Section 192A is a vital provision that governs the taxation of premature EPF withdrawals. It ensures tax compliance while offering reasonable exemptions for cases like small withdrawals, long service, or job transfers. Employees can avoid unnecessary taxes by understanding the provisions of this section and planning their withdrawals wisely.

FAQs

Who is responsible for deducting tax under Section 192A?

The trustees of the Employee’s Provident Fund Scheme, 1952, including employers or others permitted by the scheme, are required to deduct taxes from the employee’s EPF withdrawals.

What is the deduction threshold under Section 192A?

The threshold exemption limit under Section 192A is ₹50,000.

Where should income from Section 192A be reported in the Income Tax Return (ITR)?

Income from EPF withdrawals under Section 192A should be declared under the drop-down choice for “Section 10(12) Recognised Provident Fund” in the ITR.

Which head of income includes Section 192A?

Section 192A falls under the head of income for Tax Deducted at Source (TDS) on early withdrawals from the Employees Provident Fund (EPF).

What is the taxability of premature PF withdrawals?

Premature EPF withdrawals over ₹50,000 before five years of employment are subject to TDS at 10% if PAN is provided.
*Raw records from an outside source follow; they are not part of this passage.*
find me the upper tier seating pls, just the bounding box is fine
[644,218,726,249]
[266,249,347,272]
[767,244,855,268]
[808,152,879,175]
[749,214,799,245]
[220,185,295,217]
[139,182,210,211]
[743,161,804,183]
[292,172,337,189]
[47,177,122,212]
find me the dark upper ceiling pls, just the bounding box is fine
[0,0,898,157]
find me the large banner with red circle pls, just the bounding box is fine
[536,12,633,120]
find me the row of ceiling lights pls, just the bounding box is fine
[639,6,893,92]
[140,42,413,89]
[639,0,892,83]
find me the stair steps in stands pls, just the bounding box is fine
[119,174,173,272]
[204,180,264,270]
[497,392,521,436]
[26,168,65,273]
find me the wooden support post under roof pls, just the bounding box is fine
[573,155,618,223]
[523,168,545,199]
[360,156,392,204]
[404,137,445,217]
Withdrawals without the Commissioner of Income Tax’s approval are fully taxable.

When should TDS be deducted under Section 192A?

TDS should be deducted at the time of an early withdrawal from EPF savings according to Section 192A, with certain exceptions noted in related guidelines.
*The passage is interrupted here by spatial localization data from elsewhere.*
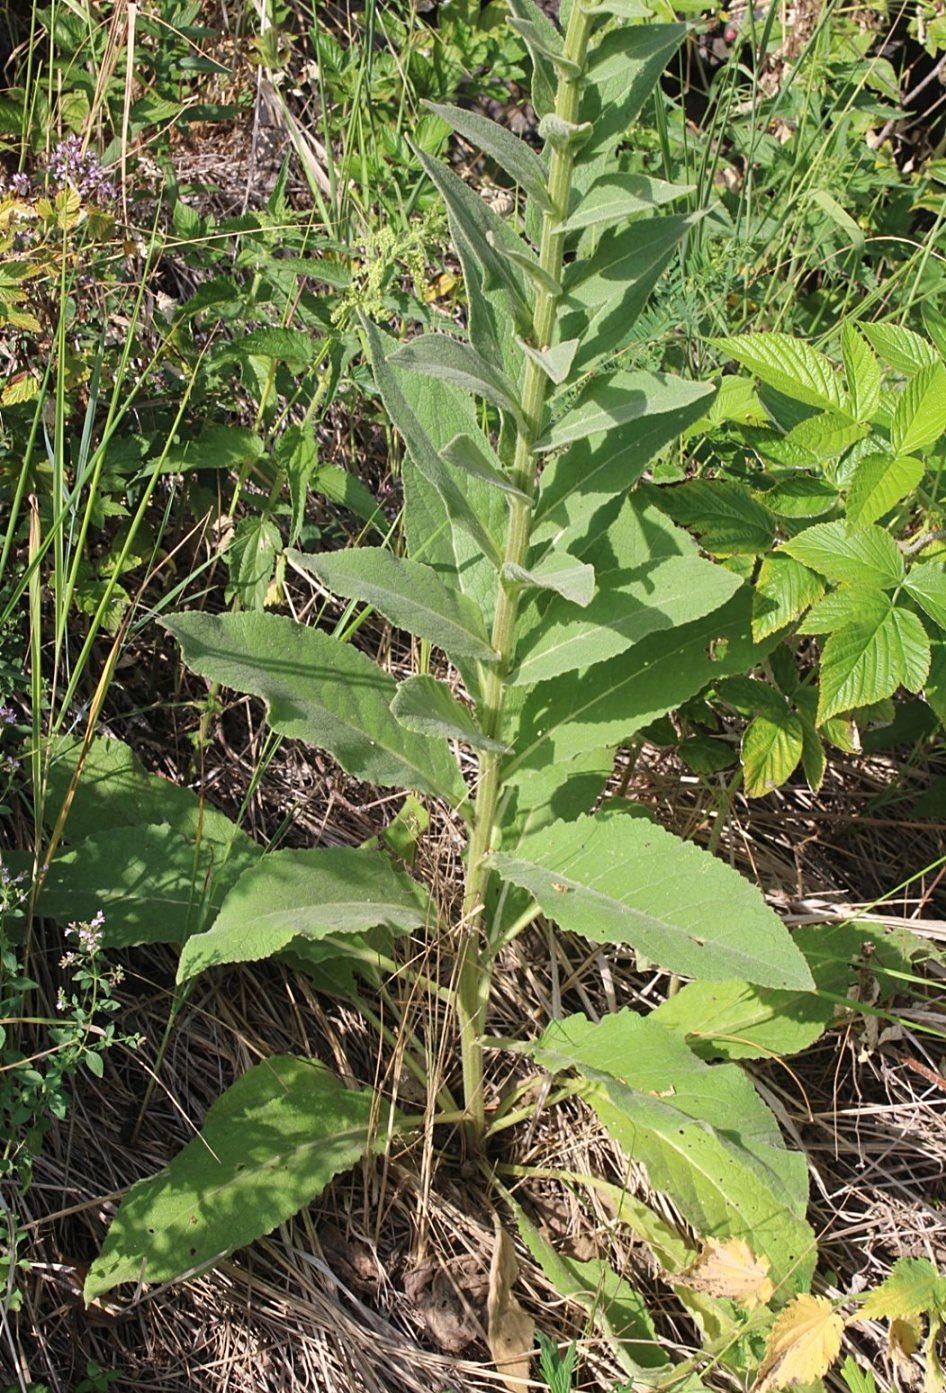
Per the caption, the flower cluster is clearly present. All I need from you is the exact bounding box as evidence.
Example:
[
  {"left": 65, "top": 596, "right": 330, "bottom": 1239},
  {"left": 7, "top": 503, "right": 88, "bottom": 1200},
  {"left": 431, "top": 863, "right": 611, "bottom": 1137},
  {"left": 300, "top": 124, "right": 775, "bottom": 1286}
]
[{"left": 45, "top": 136, "right": 117, "bottom": 205}]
How should income from EPF be reported for tax purposes?

Withdrawals from the EPF account must be reported as per Section 10(12) in the ITR, and they are tax-free after five years of continuous employment.

How much TDS is applicable if I withdraw ₹15,000 from my EPF balance of ₹20,000?

No TDS is required for withdrawals under ₹50,000 as per Section 192A, so a withdrawal of ₹20,000 does not attract TDS.

What are the TDS provisions on EPF interest post-retirement?

Post-retirement, any interest earned on EPF accounts is taxable, and TDS provisions under Section 194A apply due to the absence of an employer-employee relationship.

What is the TDS rate if an employee fails to furnish their PAN during EPF withdrawal?

If an employee fails to provide a PAN, TDS is deducted at the highest of the applicable rates or at a base rate of 20% as per Section 206AA.